History shows us that a popular uprising will bring about meaningful change. As recently as March of last year HR 4437 criminalizeing undocumented immigration was stopped in its tracks when a million people joined public protests across the country. If we want change now we need people in the streets, lots of angry people, not merely to get the attention of the powerful or to gain their respect, but to put them in fear for their opulent lives.

September 15th could be the day when the people declare they will no longer quietly suffer these corporate and political abuses. Protest events in Washington invite a massive outpouring of pent-up anger from people with many political concerns including issues of war, civil liberties, economic justice, climate change, and 9-11 truth, and it’s going to feel damn good to get out in streets and tell the world how we feel.

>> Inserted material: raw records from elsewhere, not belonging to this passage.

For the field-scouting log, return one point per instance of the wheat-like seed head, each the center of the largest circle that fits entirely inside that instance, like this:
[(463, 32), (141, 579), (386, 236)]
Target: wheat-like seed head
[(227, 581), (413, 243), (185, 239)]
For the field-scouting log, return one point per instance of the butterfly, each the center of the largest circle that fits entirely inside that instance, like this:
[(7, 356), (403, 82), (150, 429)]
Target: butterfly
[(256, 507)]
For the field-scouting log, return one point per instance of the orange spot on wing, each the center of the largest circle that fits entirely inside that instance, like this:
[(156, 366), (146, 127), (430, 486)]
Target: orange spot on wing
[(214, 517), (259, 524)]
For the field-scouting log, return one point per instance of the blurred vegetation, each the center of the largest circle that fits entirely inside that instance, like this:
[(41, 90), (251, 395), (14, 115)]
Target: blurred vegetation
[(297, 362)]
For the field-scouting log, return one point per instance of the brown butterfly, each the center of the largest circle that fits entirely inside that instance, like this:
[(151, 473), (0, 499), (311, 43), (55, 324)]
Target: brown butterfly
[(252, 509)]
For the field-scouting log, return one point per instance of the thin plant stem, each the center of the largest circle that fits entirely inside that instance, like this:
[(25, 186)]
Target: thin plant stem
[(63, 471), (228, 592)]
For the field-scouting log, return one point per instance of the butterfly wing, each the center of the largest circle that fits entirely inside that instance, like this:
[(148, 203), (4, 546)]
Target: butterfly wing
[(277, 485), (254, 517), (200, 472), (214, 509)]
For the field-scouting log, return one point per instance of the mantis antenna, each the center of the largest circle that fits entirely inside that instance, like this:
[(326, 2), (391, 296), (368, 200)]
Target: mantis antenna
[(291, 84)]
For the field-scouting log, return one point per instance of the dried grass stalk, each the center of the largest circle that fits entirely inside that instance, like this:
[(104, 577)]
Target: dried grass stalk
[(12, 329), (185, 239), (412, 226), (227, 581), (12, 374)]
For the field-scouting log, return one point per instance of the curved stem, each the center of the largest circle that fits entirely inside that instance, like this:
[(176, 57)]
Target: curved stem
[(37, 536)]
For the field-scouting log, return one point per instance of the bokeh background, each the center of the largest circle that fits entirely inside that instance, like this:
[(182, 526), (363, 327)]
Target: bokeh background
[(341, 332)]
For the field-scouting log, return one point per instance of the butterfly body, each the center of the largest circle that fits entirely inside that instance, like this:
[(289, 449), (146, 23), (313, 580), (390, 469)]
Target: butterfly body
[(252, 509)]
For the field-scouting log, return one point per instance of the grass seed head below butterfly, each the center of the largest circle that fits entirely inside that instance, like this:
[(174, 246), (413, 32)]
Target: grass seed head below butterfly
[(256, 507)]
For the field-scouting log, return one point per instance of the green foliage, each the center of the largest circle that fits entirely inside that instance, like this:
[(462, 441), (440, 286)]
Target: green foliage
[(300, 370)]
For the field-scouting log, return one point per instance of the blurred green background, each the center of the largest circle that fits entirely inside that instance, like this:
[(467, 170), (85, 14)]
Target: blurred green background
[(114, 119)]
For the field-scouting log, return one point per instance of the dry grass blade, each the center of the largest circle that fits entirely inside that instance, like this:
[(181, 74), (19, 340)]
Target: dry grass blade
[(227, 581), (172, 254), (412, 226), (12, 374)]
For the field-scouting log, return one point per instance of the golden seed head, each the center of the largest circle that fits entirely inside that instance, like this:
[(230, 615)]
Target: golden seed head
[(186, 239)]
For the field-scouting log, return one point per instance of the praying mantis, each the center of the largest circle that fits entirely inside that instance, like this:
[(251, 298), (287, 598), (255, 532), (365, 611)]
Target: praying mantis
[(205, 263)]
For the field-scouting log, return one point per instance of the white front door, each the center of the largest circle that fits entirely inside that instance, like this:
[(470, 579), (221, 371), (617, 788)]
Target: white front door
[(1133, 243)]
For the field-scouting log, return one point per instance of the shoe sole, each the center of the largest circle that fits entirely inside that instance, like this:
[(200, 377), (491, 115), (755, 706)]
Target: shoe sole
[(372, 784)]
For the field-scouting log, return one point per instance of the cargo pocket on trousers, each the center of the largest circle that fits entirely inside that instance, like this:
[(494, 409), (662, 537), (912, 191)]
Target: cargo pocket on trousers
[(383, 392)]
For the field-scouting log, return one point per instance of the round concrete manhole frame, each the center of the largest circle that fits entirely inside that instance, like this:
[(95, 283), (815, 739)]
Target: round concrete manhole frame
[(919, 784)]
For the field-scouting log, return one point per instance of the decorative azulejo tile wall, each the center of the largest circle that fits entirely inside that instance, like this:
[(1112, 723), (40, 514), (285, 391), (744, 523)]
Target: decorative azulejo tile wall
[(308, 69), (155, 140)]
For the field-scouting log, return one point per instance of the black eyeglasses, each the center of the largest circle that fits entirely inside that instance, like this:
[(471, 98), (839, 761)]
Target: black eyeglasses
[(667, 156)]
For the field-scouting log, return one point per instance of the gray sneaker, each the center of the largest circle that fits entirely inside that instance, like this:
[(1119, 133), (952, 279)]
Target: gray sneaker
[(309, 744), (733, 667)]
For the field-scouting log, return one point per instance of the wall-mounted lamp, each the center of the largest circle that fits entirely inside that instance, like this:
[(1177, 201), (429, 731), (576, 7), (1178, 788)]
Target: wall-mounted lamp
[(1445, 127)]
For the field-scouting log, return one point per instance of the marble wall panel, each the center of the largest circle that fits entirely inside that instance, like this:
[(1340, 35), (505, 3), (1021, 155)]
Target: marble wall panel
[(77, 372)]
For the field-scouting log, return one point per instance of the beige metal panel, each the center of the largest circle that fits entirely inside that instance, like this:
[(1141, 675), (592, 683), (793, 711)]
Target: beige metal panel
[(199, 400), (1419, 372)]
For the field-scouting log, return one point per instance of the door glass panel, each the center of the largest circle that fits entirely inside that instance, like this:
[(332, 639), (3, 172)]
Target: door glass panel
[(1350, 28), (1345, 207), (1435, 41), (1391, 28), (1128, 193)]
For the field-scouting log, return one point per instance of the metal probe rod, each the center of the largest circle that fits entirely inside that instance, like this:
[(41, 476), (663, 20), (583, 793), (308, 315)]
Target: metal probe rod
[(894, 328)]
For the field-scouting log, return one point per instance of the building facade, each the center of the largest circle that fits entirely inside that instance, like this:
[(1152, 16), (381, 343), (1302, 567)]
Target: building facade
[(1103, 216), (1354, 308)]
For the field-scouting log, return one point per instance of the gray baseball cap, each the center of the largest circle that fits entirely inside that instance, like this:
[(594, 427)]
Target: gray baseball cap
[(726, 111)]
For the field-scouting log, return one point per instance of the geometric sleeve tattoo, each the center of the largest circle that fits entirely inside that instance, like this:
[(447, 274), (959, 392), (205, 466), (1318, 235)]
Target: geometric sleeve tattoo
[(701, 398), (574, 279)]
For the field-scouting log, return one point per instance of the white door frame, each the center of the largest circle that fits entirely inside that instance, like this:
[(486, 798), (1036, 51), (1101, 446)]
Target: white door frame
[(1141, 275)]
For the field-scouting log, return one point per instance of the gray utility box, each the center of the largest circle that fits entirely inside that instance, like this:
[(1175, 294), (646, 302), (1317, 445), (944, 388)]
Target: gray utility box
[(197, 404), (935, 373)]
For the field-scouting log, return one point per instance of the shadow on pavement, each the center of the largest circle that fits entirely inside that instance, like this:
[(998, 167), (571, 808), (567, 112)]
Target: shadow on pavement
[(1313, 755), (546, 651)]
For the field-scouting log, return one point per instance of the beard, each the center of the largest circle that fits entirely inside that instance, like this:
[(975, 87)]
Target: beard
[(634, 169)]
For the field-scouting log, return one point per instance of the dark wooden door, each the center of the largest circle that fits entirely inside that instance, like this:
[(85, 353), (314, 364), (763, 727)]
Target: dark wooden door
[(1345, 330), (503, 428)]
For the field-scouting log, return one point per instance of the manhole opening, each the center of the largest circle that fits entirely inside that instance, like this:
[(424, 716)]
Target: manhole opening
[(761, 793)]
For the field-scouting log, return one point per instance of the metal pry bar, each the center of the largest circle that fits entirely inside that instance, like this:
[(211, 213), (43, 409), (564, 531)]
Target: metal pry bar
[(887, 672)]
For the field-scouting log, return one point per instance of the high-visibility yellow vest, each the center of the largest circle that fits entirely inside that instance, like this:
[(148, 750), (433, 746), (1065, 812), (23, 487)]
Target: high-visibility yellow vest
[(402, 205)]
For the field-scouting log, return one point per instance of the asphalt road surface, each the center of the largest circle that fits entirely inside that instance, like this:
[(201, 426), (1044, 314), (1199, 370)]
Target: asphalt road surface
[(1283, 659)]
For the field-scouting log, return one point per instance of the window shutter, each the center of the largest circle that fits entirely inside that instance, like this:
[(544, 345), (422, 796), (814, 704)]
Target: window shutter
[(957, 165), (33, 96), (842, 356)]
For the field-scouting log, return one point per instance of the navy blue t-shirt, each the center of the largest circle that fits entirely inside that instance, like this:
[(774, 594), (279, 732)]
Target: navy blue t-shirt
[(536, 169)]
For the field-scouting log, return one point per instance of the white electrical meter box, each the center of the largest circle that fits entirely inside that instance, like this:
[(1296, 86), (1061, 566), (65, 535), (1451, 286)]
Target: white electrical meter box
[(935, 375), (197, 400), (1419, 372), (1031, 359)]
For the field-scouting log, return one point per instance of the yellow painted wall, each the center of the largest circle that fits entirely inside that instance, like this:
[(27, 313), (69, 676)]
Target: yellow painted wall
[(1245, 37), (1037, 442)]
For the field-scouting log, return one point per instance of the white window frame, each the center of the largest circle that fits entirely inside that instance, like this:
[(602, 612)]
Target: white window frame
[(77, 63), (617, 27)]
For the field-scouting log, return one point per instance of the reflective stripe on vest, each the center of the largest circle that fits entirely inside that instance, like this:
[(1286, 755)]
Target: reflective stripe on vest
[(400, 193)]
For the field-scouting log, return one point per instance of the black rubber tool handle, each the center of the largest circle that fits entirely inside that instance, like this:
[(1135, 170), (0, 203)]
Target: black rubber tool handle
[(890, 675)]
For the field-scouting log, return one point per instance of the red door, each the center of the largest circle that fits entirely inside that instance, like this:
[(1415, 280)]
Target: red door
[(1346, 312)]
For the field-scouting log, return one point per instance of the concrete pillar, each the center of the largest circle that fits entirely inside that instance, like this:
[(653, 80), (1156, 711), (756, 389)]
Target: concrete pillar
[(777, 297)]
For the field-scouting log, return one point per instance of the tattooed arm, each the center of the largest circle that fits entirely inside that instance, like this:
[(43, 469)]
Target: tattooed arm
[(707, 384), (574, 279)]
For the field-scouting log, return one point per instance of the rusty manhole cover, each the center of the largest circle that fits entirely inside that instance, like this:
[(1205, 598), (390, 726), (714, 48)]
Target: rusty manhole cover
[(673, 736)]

United, we have sufficient power to threaten the existing structure, and I expect their enforcement machine will respond with disproportionate violence and large scale round ups and detention. The media will then be forced to cover these events and the public will awaken to the true face of the authoritarian system under which we live.

I think the best thing we can do to promote this day is to share with others the thoughts we have late at night when we are alone with our fears and hopes. As we find more like-minded people in our communities we gain confidence and clarity so that when that day comes we will not be cowed by authority but will rise to our feet and join our voices and our strength in challenging this illegitimate government.

Politicians will rail and police will crack heads, but I pray we will stand our ground and demand a new balance of power that puts the needs of the people ahead of the insatiable desires of the wealthy few.

Craig Winters is a civil engineer and software professional in Las Cruces, NM who suffered a political awakening while trying to make sense of the US invasion of Iraq.